In the best-case scenario, you foster a culture that rewards experimentation and celebrates small wins. In the worst-case scenario, you spend months trying to reconcile Agile expectations with waterfall instincts. You want to avoid the latter.
DataOps
Finally, let's get into DataOps—the unsung hero (or villain) of Agile data development.
The promise of DataOps is appealing: treat data like software. Use CI/CD. Automate testing. Standardize deployment. But in my experience, that’s more talk than reality.
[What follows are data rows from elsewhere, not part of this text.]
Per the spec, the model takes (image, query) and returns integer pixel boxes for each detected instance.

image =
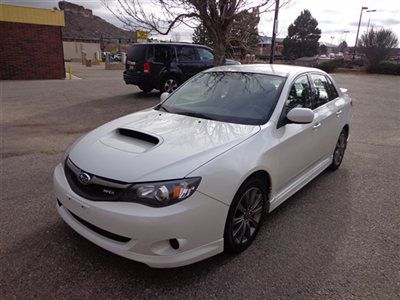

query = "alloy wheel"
[232,187,263,244]
[164,78,178,93]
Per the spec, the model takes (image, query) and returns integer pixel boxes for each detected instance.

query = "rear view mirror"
[286,107,314,124]
[160,92,169,102]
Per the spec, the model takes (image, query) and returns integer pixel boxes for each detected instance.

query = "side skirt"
[269,155,333,212]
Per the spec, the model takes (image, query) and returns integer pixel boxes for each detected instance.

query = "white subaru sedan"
[54,65,352,268]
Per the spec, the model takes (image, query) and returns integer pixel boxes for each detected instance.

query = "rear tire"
[329,129,347,171]
[139,85,153,93]
[224,178,267,253]
[160,76,180,94]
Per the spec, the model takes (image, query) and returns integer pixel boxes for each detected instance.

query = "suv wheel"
[160,76,179,93]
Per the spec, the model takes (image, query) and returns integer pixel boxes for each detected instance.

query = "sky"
[0,0,400,45]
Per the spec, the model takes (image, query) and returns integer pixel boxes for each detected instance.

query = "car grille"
[57,199,131,243]
[64,158,130,201]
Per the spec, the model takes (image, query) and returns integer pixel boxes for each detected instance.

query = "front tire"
[139,85,153,93]
[224,178,267,253]
[160,76,180,94]
[329,129,347,171]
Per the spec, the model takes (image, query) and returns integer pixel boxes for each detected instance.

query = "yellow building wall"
[0,4,65,26]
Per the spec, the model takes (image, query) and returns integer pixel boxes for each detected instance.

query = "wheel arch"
[342,124,350,137]
[238,170,272,211]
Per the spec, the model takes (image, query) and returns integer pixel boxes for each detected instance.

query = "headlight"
[120,177,201,207]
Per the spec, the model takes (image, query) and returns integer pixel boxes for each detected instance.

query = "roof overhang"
[0,4,65,26]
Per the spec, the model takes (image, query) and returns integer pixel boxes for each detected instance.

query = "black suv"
[124,43,239,93]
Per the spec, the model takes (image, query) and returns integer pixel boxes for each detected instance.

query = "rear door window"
[197,48,214,62]
[176,46,199,61]
[128,45,147,62]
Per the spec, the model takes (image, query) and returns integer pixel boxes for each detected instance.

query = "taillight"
[143,61,150,75]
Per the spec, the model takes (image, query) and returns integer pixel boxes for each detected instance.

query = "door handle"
[313,122,322,129]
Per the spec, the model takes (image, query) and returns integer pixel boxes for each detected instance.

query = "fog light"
[169,239,179,250]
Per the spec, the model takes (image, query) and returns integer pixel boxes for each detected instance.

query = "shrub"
[367,62,400,75]
[317,59,344,73]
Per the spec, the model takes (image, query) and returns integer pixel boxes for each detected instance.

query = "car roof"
[133,42,211,49]
[206,64,324,77]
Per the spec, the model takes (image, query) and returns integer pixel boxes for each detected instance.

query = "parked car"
[124,43,240,93]
[54,65,352,267]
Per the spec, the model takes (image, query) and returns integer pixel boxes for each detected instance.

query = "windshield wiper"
[176,111,215,120]
[157,105,169,112]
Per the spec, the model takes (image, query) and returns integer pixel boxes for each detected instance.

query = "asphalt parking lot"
[0,65,400,299]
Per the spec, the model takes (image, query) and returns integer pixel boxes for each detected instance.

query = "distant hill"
[58,1,133,40]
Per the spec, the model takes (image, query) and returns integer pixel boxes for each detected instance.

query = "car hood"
[69,109,260,182]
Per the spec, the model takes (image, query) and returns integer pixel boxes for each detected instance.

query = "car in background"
[53,65,352,268]
[124,43,240,93]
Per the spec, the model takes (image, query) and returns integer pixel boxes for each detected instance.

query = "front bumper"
[53,164,229,268]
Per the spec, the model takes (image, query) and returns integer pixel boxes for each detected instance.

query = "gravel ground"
[0,64,400,299]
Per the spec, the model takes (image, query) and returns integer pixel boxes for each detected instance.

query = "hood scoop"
[118,128,160,145]
[100,128,161,154]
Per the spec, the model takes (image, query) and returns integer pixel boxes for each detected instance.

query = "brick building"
[0,4,65,80]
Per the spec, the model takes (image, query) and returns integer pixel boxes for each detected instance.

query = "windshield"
[157,72,285,125]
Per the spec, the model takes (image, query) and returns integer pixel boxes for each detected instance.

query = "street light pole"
[269,0,279,64]
[353,6,368,60]
[366,9,376,34]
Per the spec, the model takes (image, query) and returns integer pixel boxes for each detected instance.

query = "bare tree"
[102,0,290,65]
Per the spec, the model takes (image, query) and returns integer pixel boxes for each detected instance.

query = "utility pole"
[353,6,368,60]
[269,0,279,64]
[366,9,376,34]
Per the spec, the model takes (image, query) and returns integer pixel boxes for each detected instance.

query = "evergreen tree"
[192,24,214,48]
[192,9,260,58]
[282,9,321,59]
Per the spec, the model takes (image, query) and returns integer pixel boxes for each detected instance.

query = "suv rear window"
[128,45,147,61]
[176,46,199,61]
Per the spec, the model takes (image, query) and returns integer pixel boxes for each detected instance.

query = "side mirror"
[286,107,314,124]
[160,92,169,102]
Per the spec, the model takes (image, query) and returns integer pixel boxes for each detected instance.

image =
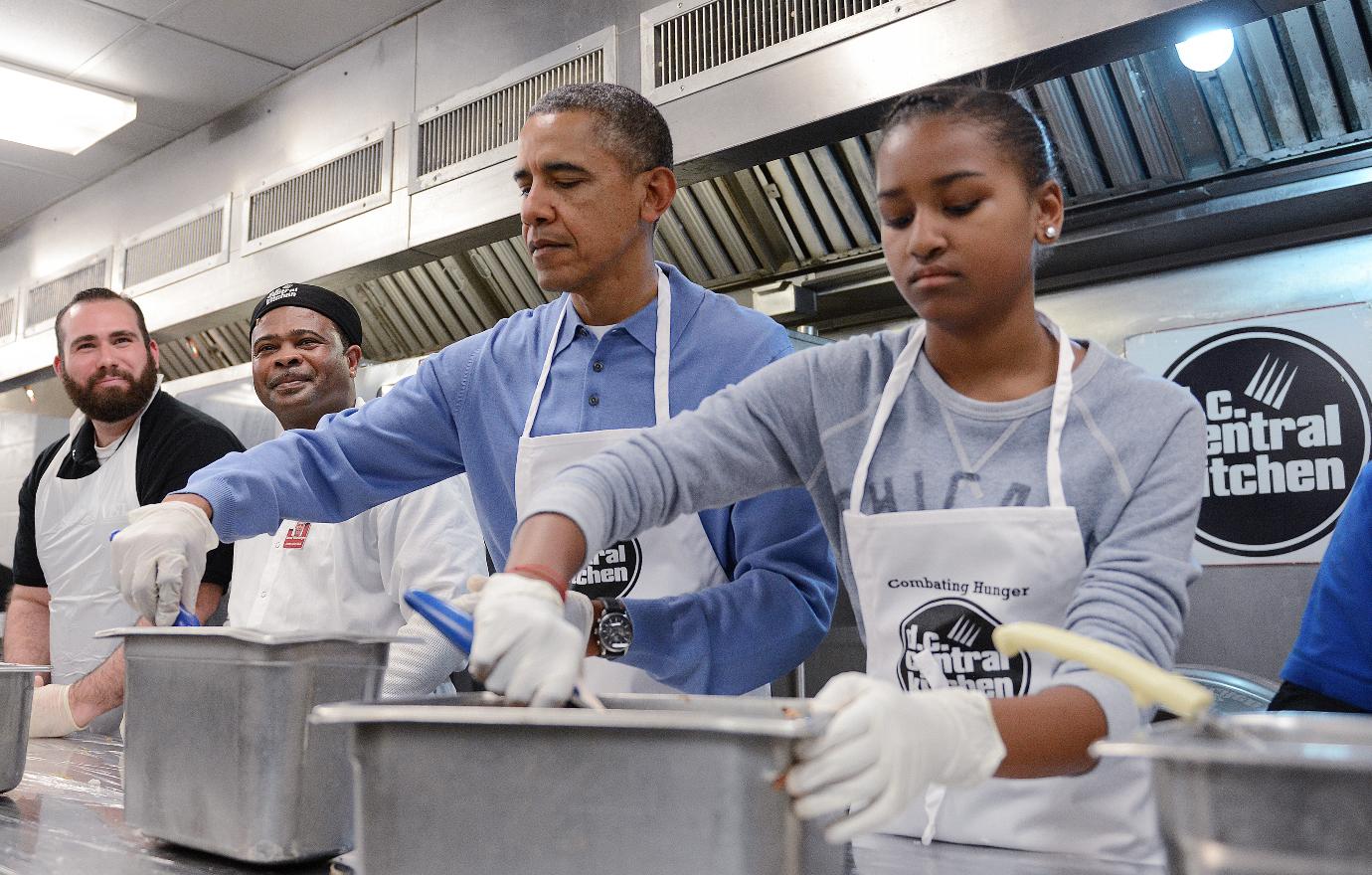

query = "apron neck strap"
[523,267,672,438]
[1039,312,1076,507]
[848,314,1075,513]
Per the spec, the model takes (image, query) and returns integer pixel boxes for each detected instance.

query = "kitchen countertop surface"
[8,734,1165,875]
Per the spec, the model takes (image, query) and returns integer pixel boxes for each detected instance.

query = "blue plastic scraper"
[405,590,472,654]
[405,590,605,710]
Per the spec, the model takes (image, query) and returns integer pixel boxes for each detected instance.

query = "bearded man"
[4,288,243,737]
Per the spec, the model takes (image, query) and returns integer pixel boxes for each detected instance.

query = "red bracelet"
[506,565,567,603]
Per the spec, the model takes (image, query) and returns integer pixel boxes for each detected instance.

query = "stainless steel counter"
[0,734,1165,875]
[845,835,1166,875]
[0,734,334,875]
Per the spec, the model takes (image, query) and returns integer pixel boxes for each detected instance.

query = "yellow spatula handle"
[990,622,1214,720]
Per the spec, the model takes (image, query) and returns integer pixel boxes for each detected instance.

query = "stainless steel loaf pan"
[101,626,391,863]
[0,662,48,792]
[1092,712,1372,875]
[313,694,842,875]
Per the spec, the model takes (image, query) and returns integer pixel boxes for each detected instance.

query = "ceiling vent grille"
[0,297,19,343]
[411,28,614,192]
[243,126,393,256]
[115,195,229,296]
[23,251,109,337]
[639,0,948,102]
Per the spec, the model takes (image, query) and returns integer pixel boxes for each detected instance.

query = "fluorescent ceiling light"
[1177,28,1234,73]
[0,63,138,155]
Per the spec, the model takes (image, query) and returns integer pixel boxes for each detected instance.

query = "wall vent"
[639,0,949,102]
[21,250,109,337]
[0,297,19,344]
[114,195,231,296]
[243,125,393,256]
[411,28,614,193]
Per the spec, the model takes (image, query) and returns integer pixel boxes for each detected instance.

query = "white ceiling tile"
[77,26,289,131]
[0,0,141,76]
[159,0,426,70]
[0,122,181,182]
[0,165,86,238]
[89,0,177,18]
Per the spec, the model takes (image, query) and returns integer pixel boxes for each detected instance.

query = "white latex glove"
[472,574,586,708]
[382,613,470,699]
[29,683,86,738]
[786,672,1006,845]
[452,575,596,655]
[109,502,220,625]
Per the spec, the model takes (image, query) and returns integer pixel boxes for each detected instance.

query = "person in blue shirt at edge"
[112,84,837,705]
[1270,465,1372,713]
[493,86,1205,863]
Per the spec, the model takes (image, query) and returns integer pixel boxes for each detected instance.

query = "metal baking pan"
[311,694,842,875]
[100,626,395,863]
[1092,712,1372,875]
[0,662,48,792]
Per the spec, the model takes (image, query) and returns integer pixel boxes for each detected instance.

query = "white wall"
[0,413,68,567]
Instead, data releases are often manual, brittle, and full of one-off scripts and tribal knowledge.
If you want to iterate quickly, this has to change. You don’t need a perfect system on day one. You just need some guardrails.
Here are three rules I’ve seen work:
Run it locally. If you can't run it on your laptop, it's going to be hard to iterate. Cloud tools are great for ease of use, but terrible for speed if every change needs to be manually pushed, configured, and reviewed.
Define everything in code. Pipelines, transformations, configs—all of it. Avoid anything that lives only in someone’s head or a Google Doc. Infrastructure as code. Pipelines as code. Everything as code.
Make the full stack runnable by everyone. This is especially critical for complex data projects that span multiple tools. If only one person can run the full pipeline, you’re in trouble. Teams need shared visibility and the ability to test changes end-to-end.
This helps you avoid the classic "Apollo problem": everyone builds their piece perfectly, but the pieces don’t fit. One team thinks in meters, the other in feet. The integration fails and no one sees it coming.
Getting your DataOps house in order isn’t glamorous, but it’s essential if you want to move fast without breaking everything.
Summary
Agile data development is hard—but not impossible. You need to be deliberate about how you approach it.
Break your process into tight, value-focused iterations.
Staff your team with people who can adapt to Agile, or guide them with patience and clarity.
Build your tooling and workflows around flexibility and reproducibility.
The goal isn’t perfection. It’s momentum. Show value early, gather feedback, and iterate toward something great. Good luck!